The biorecap package
I recently started to explore prompting a local LLM (e.g. Llama3.1) from R via Ollama. Last week I wrote about how to do this, with a few contrived examples: (1) trying to figure out what’s interesting about a set of genes, and (2) summarizing a set of preprints retrieved from bioRxiv’s RSS feed. The gene set analysis really was contrived — as I mentioned in the footnote to that post, you’d never actually want to do a gene set analysis this way when there are plenty of well-understood first-principles approaches to gene set analysis.
The second example wasn’t so contrived.
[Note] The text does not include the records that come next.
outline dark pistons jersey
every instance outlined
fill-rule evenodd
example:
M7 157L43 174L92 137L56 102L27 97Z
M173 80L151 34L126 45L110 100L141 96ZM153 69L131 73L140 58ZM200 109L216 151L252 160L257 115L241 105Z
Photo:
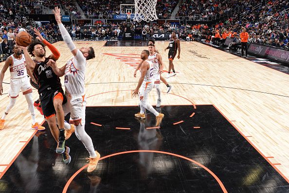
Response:
M39 94L45 89L54 90L61 87L60 79L54 73L52 68L47 65L49 59L45 58L44 61L33 60L35 63L33 76L39 86L38 93Z
M174 53L178 49L178 44L176 42L176 39L170 39L170 43L169 44L169 52L170 53Z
I subscribe to bioRxiv’s RSS feeds, along with many other journals and blogs in genetics, bioinformatics, data science, synthetic biology, and others. The fusillade of new preprints and peer-reviewed papers relevant to my work is relentless. Late last year bioRxiv started adding AI summaries to newly published preprints, but this required multiple clicks to get out of my RSS feed onto the paper’s landing page, another to click into the AI summary. I wanted a way to give me a quick TL;DR on all the recent papers published in particular subject areas (e.g., bioinformatics, genomics, or synthetic biology).
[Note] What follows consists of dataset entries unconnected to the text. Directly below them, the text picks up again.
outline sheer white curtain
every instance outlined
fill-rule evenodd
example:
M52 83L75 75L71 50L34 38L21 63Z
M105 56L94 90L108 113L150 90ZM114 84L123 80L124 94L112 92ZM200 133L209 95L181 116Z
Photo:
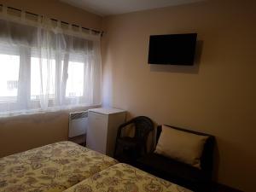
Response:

Shortly after putting together that one-off demo, on a sultry Sunday afternoon in Virginia too hot to do anything outside, I took the code from that post, generalized it a bit, and created the biorecap package: https://github.com/stephenturner/biorecap.
You can install it with devtools/remotes:
remotes::install_github("stephenturner/biorecap", dependencies=TRUE)
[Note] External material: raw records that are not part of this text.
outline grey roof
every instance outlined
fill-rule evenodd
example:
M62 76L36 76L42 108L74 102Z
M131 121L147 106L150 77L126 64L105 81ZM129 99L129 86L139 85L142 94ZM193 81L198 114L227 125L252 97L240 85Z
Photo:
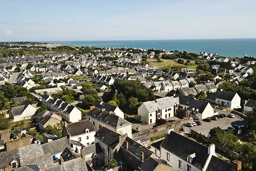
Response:
M89 120L67 124L66 128L68 133L71 136L84 134L86 129L89 129L89 132L95 131L92 123Z
M28 100L27 96L21 97L16 97L13 98L13 103L20 105L22 102Z
M216 98L228 101L231 101L236 94L236 92L223 91L220 92L220 93L219 94L219 96Z
M256 100L249 99L246 102L244 106L250 108L253 108L256 106Z
M212 155L205 171L229 171L231 164Z
M86 114L116 128L132 124L118 116L98 108L89 111Z
M195 153L191 164L200 168L204 167L209 155L207 147L173 131L167 135L161 146L186 161L188 155Z
M173 97L166 97L156 100L155 101L148 101L143 103L148 112L156 111L158 109L162 109L171 107L179 104L179 99Z

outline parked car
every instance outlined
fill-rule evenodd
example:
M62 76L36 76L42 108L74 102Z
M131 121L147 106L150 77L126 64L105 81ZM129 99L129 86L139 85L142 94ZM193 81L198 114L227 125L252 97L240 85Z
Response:
M215 117L215 116L212 116L211 117L211 119L213 121L217 121L218 120L218 118Z
M217 118L218 119L220 119L220 116L219 115L215 115L213 116L213 117Z
M196 122L191 122L191 123L194 124L194 126L197 125L197 124L196 123Z
M234 127L232 126L229 126L228 127L228 129L229 130L233 130L236 129L234 128Z
M233 114L229 114L228 115L228 117L230 118L235 118L235 115Z
M210 122L212 121L212 119L210 118L207 118L204 119L203 120L205 122Z
M191 122L188 122L186 123L186 126L188 127L192 127L194 126L194 124L193 123Z
M223 116L223 115L222 114L219 114L218 115L218 116L220 117L220 118L223 118L224 117L224 116Z
M196 121L196 123L197 125L201 125L202 124L202 123L200 121Z
M232 126L236 128L236 129L238 129L239 130L241 128L241 126L238 125L233 125Z

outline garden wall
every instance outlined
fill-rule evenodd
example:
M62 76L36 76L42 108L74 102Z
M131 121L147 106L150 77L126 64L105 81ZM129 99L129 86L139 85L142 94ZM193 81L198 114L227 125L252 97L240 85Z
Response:
M134 139L144 135L146 136L149 138L155 137L167 133L167 130L168 129L178 127L187 122L193 121L193 118L191 117L186 117L180 120L174 121L171 123L167 123L160 126L156 126L133 134L132 138Z

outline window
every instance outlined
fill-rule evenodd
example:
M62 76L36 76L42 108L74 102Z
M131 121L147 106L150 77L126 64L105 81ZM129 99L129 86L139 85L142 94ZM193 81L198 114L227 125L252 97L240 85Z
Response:
M187 171L191 171L191 166L189 165L187 165Z
M12 168L16 168L16 162L14 162L14 163L12 163Z
M179 168L182 168L182 161L180 160L179 160Z
M170 154L168 153L168 152L166 153L166 159L168 161L170 160Z

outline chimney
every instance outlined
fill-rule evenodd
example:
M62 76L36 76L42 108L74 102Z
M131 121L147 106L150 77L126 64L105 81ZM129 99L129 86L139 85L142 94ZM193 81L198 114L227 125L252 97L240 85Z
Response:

Create a report with 2-sentence summaries of recent papers published in the bioinformatics, genomics, and synthetic biology sections, using llama3.1:8b running locally on your laptop:
my_subjects <- c("bioinformatics", "genomics", "synthetic_biology") biorecap_report(output_dir=".", subject=my_subjects, model="llama3.1")
This report will look different each time you run it, depending on what’s been published that day in the sections you’re interested in.
The package documentation provides further instructions on usage.
I mentioned I used LLMs to help write this package. I started out using Positron for package development, but quickly fell back to RStudio because I wanted GitHub copilot integration. Among other things, Copilot is great for quickly writing Roxygen documentation for relatively simple functions. I also used llama3.1:70b running locally via Open WebUI to help me write some of the unit tests using testthat. Starting from the code I worked out in the previous post, it took about 2 hours to get the package working, and another hour or so to write documentation and tests and set up GitHub actions for pkgdown deployment and R CMD checks on PRs to main.
The biorecap paper
I published a short paper about the package on arXiv: Turner, S. D. (2024). biorecap: an R package for summarizing bioRxiv preprints with a local LLM. arXiv, 2408.11707. https://doi.org/10.48550/arXiv.2408.11707.
I used two LLMs to assist me in writing the package, which itself uses an LLM to summarize research published on bioRxiv. It only makes sense to close the circle and use an LLM to help me write a preprint to publish on arXiv1 describing the software.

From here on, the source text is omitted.